Global Powers of Luxury Goods 2022
A new wave of enthusiasm in luxury
As luxury goods companies recovered from the adverse impact of the COVID-19 pandemic, they are now presented with new opportunities arising from the ‘green transition’ and progress toward a circular economic model and responsible business. This along with the continuing digital revolution of the metaverse and Web3 is generating a lot of enthusiasm in the luxury industry and provides unparalleled opportunities for companies to be innovative and disruptive.
Circular economy in the luxury industry
Although the fashion and luxury industry has long been criticized for the environmental impact of its production processes and consumption practices, luxury goods companies continue to embrace the circular economy and sustainable luxury is here to stay.
A further step in this direction is the adoption of a circular economy model that would ensure benefits such as reducing pressure on the environment, improving the security of the supply of raw materials, increasing competitiveness, stimulating innovation, boosting economic growth, and creating new jobs. Increasingly more companies are including sustainability principles in their core strategies, making it a new paradigm of conceiving luxury by following ESG (Environmental, Social, and Governance) criteria. They are using technology to develop environmentally-friendly new materials and find new ways to be more sustainable—in design, production, distribution, and communication.
Leading luxury companies drive revenue growth
The world’s Top 100 luxury goods companies generated revenues of US$305 billion in FY2021, rebounding from US$252 billion in the previous year, and exceeding the US$281 billion in FY2019 (before the impact of the COVID-19 pandemic). The importance of the leading luxury goods companies is clear: the 15 companies with luxury goods sales of more than US$5 billion contributed more than two-thirds of the total Top 100 luxury goods sales. The 45 companies with sales of US$1 billion or less contributed only 6.7%.
The composite performance of the Top 100 companies in FY2021 reflects a rebound (an increase of 21.5% year-on-year) as the impact of the COVID-19 pandemic lessened, with store re-openings and recovery in consumer demand. Seventy-three of the Top 100 companies reported growth in luxury goods sales in FY2021, compared to only 20 companies in FY2020. The FY2021 composite net profit margin for the 78 Top 100 companies reporting net profits more than doubled to 12.2% year-on-year, higher than pre-pandemic levels.

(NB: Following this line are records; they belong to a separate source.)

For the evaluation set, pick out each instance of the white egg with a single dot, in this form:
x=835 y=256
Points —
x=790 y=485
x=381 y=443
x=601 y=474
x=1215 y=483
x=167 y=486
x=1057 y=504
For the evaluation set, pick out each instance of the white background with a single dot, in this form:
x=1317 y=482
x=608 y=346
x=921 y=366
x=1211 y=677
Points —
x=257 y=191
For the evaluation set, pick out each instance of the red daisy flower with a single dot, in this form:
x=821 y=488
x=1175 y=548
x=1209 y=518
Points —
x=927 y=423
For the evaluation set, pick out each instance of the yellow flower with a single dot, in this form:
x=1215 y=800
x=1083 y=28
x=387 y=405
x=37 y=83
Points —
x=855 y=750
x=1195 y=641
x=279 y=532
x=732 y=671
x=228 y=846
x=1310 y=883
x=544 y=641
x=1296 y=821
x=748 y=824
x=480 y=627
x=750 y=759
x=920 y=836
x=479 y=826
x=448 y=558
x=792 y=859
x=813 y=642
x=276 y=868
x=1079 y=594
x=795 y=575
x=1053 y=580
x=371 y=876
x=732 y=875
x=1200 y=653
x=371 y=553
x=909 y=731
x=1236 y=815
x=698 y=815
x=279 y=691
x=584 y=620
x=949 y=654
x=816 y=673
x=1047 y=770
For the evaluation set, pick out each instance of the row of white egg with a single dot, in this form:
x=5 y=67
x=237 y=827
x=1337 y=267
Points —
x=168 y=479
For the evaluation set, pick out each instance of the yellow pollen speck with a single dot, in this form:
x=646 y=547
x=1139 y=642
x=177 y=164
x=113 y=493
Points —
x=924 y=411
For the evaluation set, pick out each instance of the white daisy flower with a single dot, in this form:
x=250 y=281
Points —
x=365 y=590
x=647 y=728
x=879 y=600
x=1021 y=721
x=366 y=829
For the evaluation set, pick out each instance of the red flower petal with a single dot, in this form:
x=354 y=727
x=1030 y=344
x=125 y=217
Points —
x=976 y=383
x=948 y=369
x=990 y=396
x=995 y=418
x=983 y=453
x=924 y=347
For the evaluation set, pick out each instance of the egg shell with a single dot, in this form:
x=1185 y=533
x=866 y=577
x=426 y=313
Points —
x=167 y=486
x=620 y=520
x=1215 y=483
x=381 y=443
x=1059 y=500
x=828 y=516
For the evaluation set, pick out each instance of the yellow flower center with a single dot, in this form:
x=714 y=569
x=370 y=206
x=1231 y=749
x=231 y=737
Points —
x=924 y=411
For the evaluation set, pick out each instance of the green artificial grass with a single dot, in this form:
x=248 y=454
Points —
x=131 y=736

Note that companies reporting at the end of 2021 experienced the benefit of this recovery throughout their financial year, while the results of companies with 2021 financial year end dates early in the year still reflected much of the impact of the pandemic.
In addition to exploring the trends impacting the luxury goods market, the report identifies the 100 largest luxury goods companies based on publicly available data for FY2021 (which we define as financial years ending within the 12 months from 1 January to 31 December 2021) and evaluates their performance across geographies and product sectors. The trends section in this year's report focuses on how the luxury industry is embracing the circular economy and the metaverse.